I had a few different books in mind as potential fills for this month’s challenge – a book with a map in it – but sadly my library didn’t have any of them in stock, so even though I ended up coming home with three books, I was still feeling rather uninspired, and not at all certain which one I was going to read (or even if I would just go back to the library later in the month). Of course, I did manage to pick just one eventually, and that book was…
Little Fearless lives at the City Community Faith School, which claims to be a place of redemption and reform for troubled young girls. In actuality, the school is a prison for 1000 girls who have been taken from their families, and are forced to work in awful conditions and with no hope of ever leaving. But Little Fearless never gives up hope of one day being rescued, and always does her best to inspire all the girls around her to do the same.

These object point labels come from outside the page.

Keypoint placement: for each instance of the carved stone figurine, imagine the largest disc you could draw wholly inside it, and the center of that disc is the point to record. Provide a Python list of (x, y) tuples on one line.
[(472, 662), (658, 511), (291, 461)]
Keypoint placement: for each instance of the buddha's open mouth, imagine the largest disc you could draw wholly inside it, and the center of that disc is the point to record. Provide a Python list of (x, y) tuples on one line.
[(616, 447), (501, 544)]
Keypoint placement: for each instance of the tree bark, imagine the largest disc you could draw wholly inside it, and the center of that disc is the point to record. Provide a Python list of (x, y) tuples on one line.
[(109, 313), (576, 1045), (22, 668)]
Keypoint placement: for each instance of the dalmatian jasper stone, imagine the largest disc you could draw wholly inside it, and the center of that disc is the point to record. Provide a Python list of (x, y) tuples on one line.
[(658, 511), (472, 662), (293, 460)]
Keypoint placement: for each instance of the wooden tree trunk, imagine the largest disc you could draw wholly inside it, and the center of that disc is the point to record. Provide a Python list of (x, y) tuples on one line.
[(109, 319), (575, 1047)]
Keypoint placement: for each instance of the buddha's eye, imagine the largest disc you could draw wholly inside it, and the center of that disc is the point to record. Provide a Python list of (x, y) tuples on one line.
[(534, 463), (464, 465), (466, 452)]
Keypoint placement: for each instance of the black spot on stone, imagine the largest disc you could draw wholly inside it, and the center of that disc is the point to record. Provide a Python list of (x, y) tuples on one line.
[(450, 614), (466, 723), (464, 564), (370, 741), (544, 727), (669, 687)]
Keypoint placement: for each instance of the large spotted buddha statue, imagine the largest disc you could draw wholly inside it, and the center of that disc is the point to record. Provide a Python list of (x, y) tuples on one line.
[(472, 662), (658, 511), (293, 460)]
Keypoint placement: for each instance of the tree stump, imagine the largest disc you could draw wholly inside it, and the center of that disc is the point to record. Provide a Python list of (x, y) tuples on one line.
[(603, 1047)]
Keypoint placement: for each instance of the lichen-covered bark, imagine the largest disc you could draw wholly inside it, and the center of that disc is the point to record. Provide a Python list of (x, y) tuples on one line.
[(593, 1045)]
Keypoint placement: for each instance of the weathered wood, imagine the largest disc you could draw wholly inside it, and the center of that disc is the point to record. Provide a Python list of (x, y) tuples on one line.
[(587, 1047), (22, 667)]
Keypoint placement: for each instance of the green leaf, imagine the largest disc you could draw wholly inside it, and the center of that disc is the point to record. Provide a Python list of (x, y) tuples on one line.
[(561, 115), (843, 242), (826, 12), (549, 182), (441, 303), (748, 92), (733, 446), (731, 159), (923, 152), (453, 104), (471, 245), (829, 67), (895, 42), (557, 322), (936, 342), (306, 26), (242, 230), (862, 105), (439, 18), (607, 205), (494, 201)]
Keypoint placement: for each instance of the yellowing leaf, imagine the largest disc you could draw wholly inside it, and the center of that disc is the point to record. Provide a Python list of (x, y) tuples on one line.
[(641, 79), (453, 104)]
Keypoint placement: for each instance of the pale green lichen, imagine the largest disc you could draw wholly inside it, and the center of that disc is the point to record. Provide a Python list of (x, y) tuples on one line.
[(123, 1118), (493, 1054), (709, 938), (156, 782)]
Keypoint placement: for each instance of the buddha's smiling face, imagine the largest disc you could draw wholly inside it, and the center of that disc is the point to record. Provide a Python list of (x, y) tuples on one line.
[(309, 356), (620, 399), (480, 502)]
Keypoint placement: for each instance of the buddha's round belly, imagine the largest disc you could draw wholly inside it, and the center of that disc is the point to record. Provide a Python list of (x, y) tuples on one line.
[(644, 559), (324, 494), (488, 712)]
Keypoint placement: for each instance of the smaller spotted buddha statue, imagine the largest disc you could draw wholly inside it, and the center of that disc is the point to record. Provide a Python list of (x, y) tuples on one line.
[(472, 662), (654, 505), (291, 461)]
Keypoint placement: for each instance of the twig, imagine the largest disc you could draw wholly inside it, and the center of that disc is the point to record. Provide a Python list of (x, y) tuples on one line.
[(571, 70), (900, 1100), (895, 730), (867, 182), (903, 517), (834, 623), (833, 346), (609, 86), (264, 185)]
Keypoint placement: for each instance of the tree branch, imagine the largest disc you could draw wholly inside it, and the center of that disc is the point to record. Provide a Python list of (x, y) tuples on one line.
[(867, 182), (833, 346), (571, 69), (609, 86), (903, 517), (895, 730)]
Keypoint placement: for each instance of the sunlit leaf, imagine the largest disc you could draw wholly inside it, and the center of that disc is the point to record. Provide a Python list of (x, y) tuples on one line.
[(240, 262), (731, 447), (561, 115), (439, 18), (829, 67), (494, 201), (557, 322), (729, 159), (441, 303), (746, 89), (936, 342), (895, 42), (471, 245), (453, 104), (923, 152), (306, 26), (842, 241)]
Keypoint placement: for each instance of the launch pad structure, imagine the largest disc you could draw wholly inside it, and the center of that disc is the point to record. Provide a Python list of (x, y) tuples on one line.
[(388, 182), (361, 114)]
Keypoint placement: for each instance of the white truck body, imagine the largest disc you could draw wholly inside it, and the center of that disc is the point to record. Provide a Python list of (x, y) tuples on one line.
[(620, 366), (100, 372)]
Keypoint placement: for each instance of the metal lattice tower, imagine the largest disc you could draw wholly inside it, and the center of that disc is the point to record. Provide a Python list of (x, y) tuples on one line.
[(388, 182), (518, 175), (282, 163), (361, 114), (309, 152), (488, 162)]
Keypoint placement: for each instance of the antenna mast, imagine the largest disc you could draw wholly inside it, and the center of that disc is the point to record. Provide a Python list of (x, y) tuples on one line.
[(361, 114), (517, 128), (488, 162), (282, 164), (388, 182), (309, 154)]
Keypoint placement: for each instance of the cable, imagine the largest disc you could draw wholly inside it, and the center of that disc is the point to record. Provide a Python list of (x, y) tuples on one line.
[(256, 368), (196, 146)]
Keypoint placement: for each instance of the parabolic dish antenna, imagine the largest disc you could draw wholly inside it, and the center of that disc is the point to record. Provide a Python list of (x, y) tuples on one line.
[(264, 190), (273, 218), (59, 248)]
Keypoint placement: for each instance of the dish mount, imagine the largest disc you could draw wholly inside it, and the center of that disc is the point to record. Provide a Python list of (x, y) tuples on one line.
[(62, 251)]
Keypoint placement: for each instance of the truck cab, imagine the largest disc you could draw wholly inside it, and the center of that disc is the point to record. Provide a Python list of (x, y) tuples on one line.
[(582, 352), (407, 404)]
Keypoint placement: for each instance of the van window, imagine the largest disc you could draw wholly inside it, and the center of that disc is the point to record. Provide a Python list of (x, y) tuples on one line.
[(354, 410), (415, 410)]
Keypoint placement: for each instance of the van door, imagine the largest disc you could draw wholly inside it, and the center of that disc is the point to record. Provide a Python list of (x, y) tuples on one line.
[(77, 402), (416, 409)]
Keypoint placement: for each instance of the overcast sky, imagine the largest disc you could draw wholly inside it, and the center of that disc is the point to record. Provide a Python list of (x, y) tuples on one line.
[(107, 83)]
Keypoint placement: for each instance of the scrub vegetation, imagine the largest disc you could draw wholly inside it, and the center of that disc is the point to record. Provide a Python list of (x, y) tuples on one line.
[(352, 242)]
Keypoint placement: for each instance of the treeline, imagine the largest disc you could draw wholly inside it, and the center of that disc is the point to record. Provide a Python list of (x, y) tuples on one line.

What I saw in this book was something that was trying to have the emotional impact and level of social commentary as books like The Handmaid’s Tale (by Margret Atwood) or Nicholas Dane (by Melvin Burgess), but which failed utterly at every turn. The characters were all one-dimensional; they each had a single characteristic, and you can identify that characteristic easily just by hearing their names (there’s Beauty, who is beautiful, Tattle, who talks all the time, and so on, and so on).
But even apart from the characters, the story and setting were both so over-simplified as to sacrifice realism entirely (even though the power of good dystopian fiction lies in the horrifying thought that it’s not completely impossible), and the big twist at the end was both clichéd and predictable. Additionally, although I found this in the YA section of my local library, it really ought to be aimed at younger children, as the reading level is really quite low, and the story not captivating enough to make up for it.
This all comes across as quite damning, but for the record, nothing about this book actively annoyed me, which is the only thing that’s saved it from a one-star review (a book has to be really bad for me to only give it one star)… it’s just boring. There’s a huge amount of dystopian fiction out there these days, and I’d be hard put to it to find one that’s less worth your time than Fearless.